EROL KAVUNCU (Çorum) – Hepsi yalan.
ÖMER FARUK GERGERLİOĞLU (Devamla) – Bu insan korkmadan,
çekinmeden, uğradığı işkenceleri anlattı. Bakın, size başka bir örnek vereyim,
hepsi bende bilgi, belgeli. Sayın Muş, zor durumda kalacaksın beni iyi dinle.
MEHMET MUŞ (İstanbul) – Seni dinlemiyorum, git
Diyarbakır Annelerine sahip çık, ondan sonra gel.

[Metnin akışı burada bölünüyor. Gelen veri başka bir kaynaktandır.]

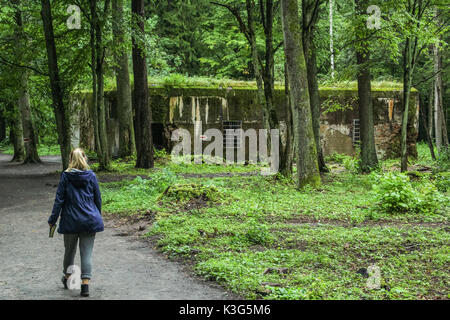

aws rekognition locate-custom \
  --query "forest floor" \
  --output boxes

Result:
[0,154,237,300]
[94,145,450,299]
[0,145,450,299]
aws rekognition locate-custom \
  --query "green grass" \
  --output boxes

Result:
[101,145,450,299]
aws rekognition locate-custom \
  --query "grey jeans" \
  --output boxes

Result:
[63,233,95,279]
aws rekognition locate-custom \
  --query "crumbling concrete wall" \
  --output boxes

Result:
[72,87,419,158]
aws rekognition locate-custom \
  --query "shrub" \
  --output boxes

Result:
[124,168,176,194]
[436,147,450,172]
[245,219,272,245]
[434,171,450,192]
[372,172,444,214]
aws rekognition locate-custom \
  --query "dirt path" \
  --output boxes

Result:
[0,154,234,300]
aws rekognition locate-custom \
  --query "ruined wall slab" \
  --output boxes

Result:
[72,87,419,158]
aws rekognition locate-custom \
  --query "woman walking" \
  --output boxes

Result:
[48,148,104,297]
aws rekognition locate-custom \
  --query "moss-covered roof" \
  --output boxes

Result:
[74,76,417,93]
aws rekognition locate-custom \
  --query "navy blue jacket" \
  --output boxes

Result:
[48,170,104,234]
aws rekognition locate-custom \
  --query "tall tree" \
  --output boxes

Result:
[5,102,25,162]
[89,0,110,170]
[302,0,329,172]
[433,8,448,150]
[112,0,136,157]
[355,0,378,172]
[281,0,321,187]
[400,0,430,172]
[41,0,71,170]
[212,0,293,176]
[13,0,41,163]
[131,0,154,168]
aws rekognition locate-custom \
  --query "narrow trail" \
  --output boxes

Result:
[0,154,235,300]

ÖMER FARUK GERGERLİOĞLU (Devamla) – “Zabit
Kişi” isimli bir şahıs yüz sekiz gün boyunca kaçırılmıştı.
MEHMET MUŞ (İstanbul) – Git Diyarbakır annelerine sahip
çık ondan sonra gel. Seni dinlemiyoruz, seni dinlemiyoruz.

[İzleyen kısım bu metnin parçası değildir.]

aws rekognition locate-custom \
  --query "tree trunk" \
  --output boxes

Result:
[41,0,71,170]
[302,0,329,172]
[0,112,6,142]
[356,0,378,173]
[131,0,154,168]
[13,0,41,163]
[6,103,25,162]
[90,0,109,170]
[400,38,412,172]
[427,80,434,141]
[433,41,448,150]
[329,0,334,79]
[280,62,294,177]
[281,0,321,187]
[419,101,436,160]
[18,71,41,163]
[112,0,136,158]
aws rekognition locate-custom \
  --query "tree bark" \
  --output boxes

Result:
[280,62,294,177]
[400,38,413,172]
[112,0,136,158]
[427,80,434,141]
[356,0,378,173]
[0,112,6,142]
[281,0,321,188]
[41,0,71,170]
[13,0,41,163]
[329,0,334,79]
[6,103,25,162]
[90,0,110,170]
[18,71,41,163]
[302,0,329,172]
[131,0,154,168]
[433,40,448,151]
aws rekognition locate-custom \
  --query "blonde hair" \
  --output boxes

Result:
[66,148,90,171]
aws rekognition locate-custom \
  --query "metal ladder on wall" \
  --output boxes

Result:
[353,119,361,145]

ÖMER FARUK GERGERLİOĞLU (Devamla) – Korkunç işkencelere
uğradı. Bana cezaevinden yazdığı mektupta diyor ki: “Yetmiş beşinci günde
ancak yıkanmama izin verdiler. Yüz sekiz sonunda 30 kilo zayıflamıştım, perişan
hâldeydim.”
ZÜLFÜ DEMİRBAĞ (Elâzığ) – Kandil’de altı ayda bir
yıkanıyorlar.
ÖMER FARUK GERGERLİOĞLU (Devamla) – Ve sonrasında
savcılığa suç duyurusunda bulunuyor.
ZÜLFÜ DEMİRBAĞ (Elâzığ) – Kandilde senede bir
yıkanıyorlar.
ÖMER FARUK GERGERLİOĞLU (Devamla) – Ne oluyor biliyor
musunuz? Bu kadar önemli suç duyurusuna bu kişiyi dinlemiyor bile. Ardından ben
bu kişinin şikâyetlerini Meclis Başkanlığına araştırma önergesi olarak
götürdüm. “İşkencede makatıma cop soktular.” diyen bu adamın
dediklerini Meclis Başkanlığı “Kaba ve yaralayıcı ifadeler var.” diyerek
reddetti. Utanıyorum, böyle bir şey olamaz. Bu memleketin Meclisinin Başkanlığı
işkenceyi nasıl araştırmaz? İnsan Haklarını İnceleme Komisyonu işkenceyi,
kaçırılmaları, çıplak aramaları nasıl araştırmaz? Van’daki işkenceleri gördük,
helikopterden atmaları gördük bunlar nasıl araştırılmaz arkadaşlar? Utanın ya,
Allah aşkına. Yazıklar olsun bütün bu itirazlarınız için sizlere de.